Marital discord, stress of separation and concern that seeking counseling could harm soldiers' careers were all factors in a spate of five homicides at Fort Bragg in North Carolina last summer, finds an Army report that psychologists helped write.
Four of the deaths involved women allegedly murdered by their soldier spouses. Three of the cases involved Special Operations soldiers who had recently returned from Afghanistan.
After the series of murders, the Army convened several review panels, including an epidemiological consultation team that included four psychologists and issued the report. While the team noted that the overall homicide rate at Fort Bragg was similar to the national rate, they wrote that the "model of behavioral health services [was] found flawed" because it discouraged "therapeutic engagement of marital problems" at early stages of conflict. In fact, none of the couples involved in the incidents had sought counseling, according to the study's coordinator, psychiatrist Col. Dave Orman, MD.
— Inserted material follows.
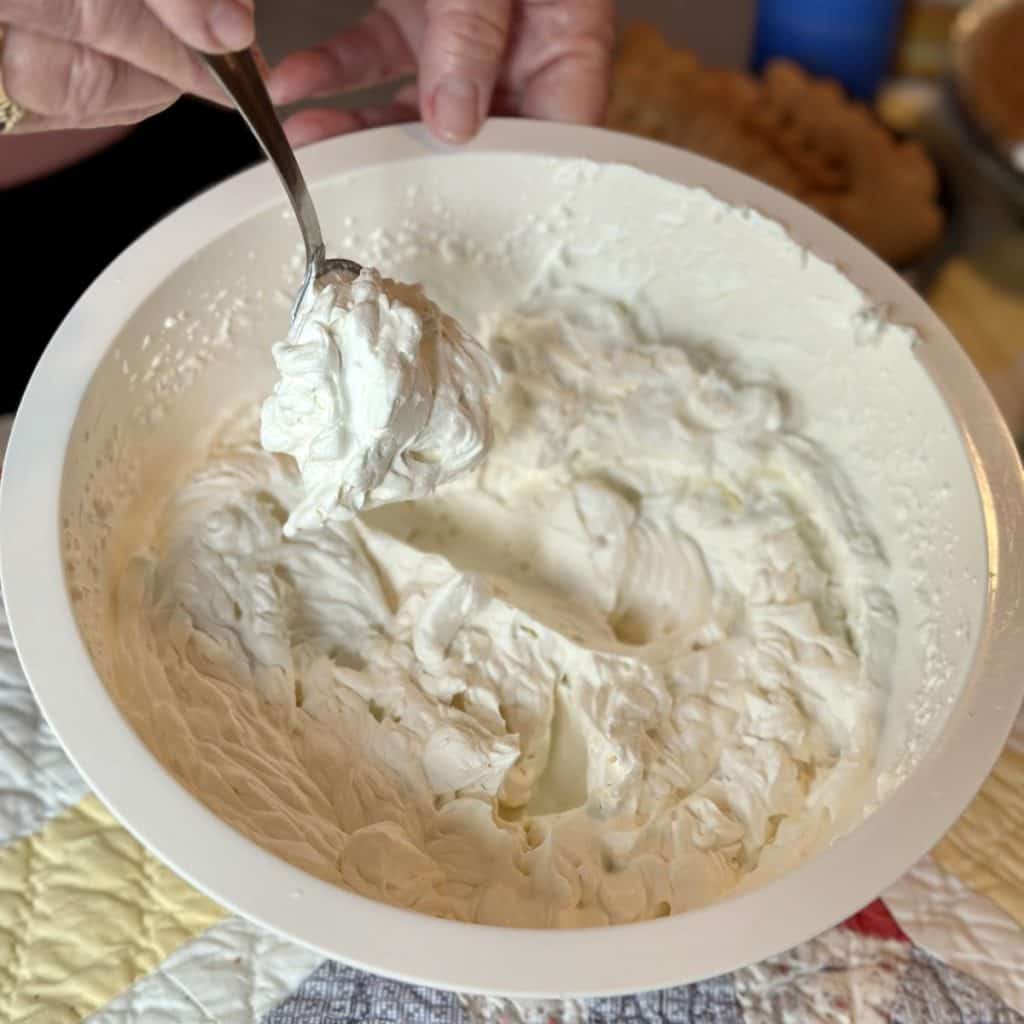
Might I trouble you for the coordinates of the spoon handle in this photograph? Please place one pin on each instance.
(241, 79)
"There was a perception that accessing behavioral health services was detrimental to a soldier's career," says Col. Edward O. Crandell, PhD, a psychologist with the Medical Service Corps and a contributor to the study. "As a result, soldiers who need help avoid seeking it until the situation becomes highly problematic and difficult to resolve."
In response, the report recommended that the Army:
Commission a study of how deployment frequency, duration and intensity affect soldiers and their families.
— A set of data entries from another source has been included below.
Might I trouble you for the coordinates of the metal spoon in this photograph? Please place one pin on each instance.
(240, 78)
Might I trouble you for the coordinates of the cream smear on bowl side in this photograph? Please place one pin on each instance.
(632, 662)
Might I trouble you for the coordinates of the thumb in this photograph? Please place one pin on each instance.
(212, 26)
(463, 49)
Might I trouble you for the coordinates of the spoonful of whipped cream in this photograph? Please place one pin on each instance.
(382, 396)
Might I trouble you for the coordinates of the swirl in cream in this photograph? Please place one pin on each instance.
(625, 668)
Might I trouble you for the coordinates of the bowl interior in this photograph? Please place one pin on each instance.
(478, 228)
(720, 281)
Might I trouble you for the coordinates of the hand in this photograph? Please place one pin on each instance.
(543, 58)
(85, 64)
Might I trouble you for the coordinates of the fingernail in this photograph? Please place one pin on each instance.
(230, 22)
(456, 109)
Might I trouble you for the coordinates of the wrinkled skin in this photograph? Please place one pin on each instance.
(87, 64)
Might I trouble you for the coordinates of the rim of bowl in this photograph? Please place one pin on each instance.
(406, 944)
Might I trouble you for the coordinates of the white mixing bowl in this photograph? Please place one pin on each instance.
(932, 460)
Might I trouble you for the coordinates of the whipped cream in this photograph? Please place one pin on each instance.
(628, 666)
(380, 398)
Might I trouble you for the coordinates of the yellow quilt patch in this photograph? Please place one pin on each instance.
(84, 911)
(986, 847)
Initiate pilot programs for workplace-oriented behavioral health care, prevention programs and unit-based marriage education.
Formalize the process to assist soldiers who have problems during deployment, such as counseling as soldiers reunite with their families after lengthy absences. Fort Bragg has already instituted immediate counseling for soldiers returning from areas such as Afghanistan.
Revamp the Army's behavioral health services by integrating them and ensuring that it's "career-safe" to access them. At the study's release, Orman suggested placing mental health workers in combat units to increase soldiers' access to care and reduce the stigma associated with seeking help.
Improve information sharing among the Army's various behavioral health agencies.
"Army psychologists will continue to address the issues raised in the report and engage in the process of developing improved behavioral health clinical policies and programs," says Crandell. In fact, he adds, the Army has increased the number of slots for psychologists by 18 percent in recent years.